Tariffs, Tariffs and Latin America
Even while President Trump backtracked from a threat to impose a 10 percent tariff on $300 billion imported goods from China by September 1, the possibility still exists as Trump indicated the increase would be pushed back to mid-December. If it does go through, that tariff would affect a wide array of consumer products, including electronics, and when President Trump talks about tariffs, Xavier Hernández worries.
"Tariffs should keep everybody up at night because a lot of entrepreneurs use e-commerce platforms and that's how they import a lot of their goods," says Hernández, who owns BTEC, a technology company in Chicago. "Let's say 99 percent of my inventory comes from outside the country, even if the products are inexpensive, how do you make a profit with the tariffs? How, as a business owner, do you manage when, particularly in the tech world, a lot of hardware is coming from overseas?"
"As you look around your home, a lot of that stuff—laptops, cellphones, all electronics, for example—is imported," and tariffs will make those more expensive and harder for a small business such as his to absorb.
And partly because of that, Hernández adds that he has a conservative and reserved business outlook these days. "We don't know what's going to happen with Trump in office and what he's going to say, whether it's a conflict with North Korea or China.

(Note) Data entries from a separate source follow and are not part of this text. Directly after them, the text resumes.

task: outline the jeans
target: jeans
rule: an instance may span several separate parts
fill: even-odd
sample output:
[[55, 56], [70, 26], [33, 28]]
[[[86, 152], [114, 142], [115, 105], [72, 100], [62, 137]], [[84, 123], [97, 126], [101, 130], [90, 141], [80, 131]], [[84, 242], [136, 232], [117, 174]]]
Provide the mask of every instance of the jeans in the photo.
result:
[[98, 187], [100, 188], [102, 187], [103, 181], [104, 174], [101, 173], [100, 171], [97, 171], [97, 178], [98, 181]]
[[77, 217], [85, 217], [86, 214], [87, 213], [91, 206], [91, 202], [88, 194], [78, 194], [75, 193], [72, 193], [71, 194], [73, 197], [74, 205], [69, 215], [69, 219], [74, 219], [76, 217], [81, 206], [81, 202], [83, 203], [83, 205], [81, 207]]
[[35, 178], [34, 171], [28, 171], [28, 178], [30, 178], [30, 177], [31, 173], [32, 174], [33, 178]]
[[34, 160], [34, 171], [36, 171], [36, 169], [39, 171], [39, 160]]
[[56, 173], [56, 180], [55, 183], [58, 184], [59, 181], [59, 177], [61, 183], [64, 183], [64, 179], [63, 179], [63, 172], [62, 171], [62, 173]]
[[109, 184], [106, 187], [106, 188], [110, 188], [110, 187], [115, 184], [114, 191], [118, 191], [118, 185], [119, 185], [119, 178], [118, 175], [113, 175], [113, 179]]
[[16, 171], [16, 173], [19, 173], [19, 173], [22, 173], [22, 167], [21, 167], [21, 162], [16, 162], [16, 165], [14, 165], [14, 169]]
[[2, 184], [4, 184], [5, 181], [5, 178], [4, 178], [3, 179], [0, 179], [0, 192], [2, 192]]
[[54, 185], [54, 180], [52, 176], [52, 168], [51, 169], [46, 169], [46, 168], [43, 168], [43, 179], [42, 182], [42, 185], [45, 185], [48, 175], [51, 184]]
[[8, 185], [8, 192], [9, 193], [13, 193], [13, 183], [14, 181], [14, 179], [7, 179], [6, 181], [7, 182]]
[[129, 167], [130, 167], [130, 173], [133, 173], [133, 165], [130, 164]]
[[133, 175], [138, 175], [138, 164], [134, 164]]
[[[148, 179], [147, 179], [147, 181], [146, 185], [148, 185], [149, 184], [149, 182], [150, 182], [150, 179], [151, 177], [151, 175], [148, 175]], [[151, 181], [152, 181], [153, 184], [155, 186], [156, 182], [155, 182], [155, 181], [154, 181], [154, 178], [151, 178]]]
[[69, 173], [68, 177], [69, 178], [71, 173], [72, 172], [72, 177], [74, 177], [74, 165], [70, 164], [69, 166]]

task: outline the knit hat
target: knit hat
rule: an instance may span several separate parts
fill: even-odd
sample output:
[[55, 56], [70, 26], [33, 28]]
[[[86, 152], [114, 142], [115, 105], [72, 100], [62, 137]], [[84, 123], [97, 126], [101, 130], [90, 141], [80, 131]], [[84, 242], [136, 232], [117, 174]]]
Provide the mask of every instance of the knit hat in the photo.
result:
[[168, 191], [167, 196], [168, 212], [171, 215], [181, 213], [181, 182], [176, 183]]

We just don't go out on a spending spree, we just stay cautious."
Florida businessman Ignacio Permuy, President of Permuy Architecture, considers tariffs to be a relatively minor issue for now, but it is something he is watching closely. "We are seeing some growing concern from clients, developers, about the uncertainty of the future. In construction, for example, we are seeing that some clients and contractors who use foreign steel are feeling a squeeze."
As a Miami-based business, Permuy Architecture has international clients, and U.S. policy towards Latin America is an issue the firm follows closely. "Even a small change in Latin American policy has a potential economic impact. Here in Miami, we pay a lot of attention to that," says Antonio Permuy, the firm's Communications Director.
What Candidates Aren't Talking About
In addition to the rising costs of doing businesses, regulations can make or break a small business, and it's an issue that's not being talked about enough by the president and those who aspire to replace him in 2020, says Antonio Permuy.
"Whatever happens in business development has an effect on everything else, and a slow development environment could mean a slower economy. Regulations impact small businesses in a unique way. Larger firms can adapt because they have more revenue. Our number one concern as a small business is economic policy. After all, at the end of the day, a lot of people vote with their pocketbooks."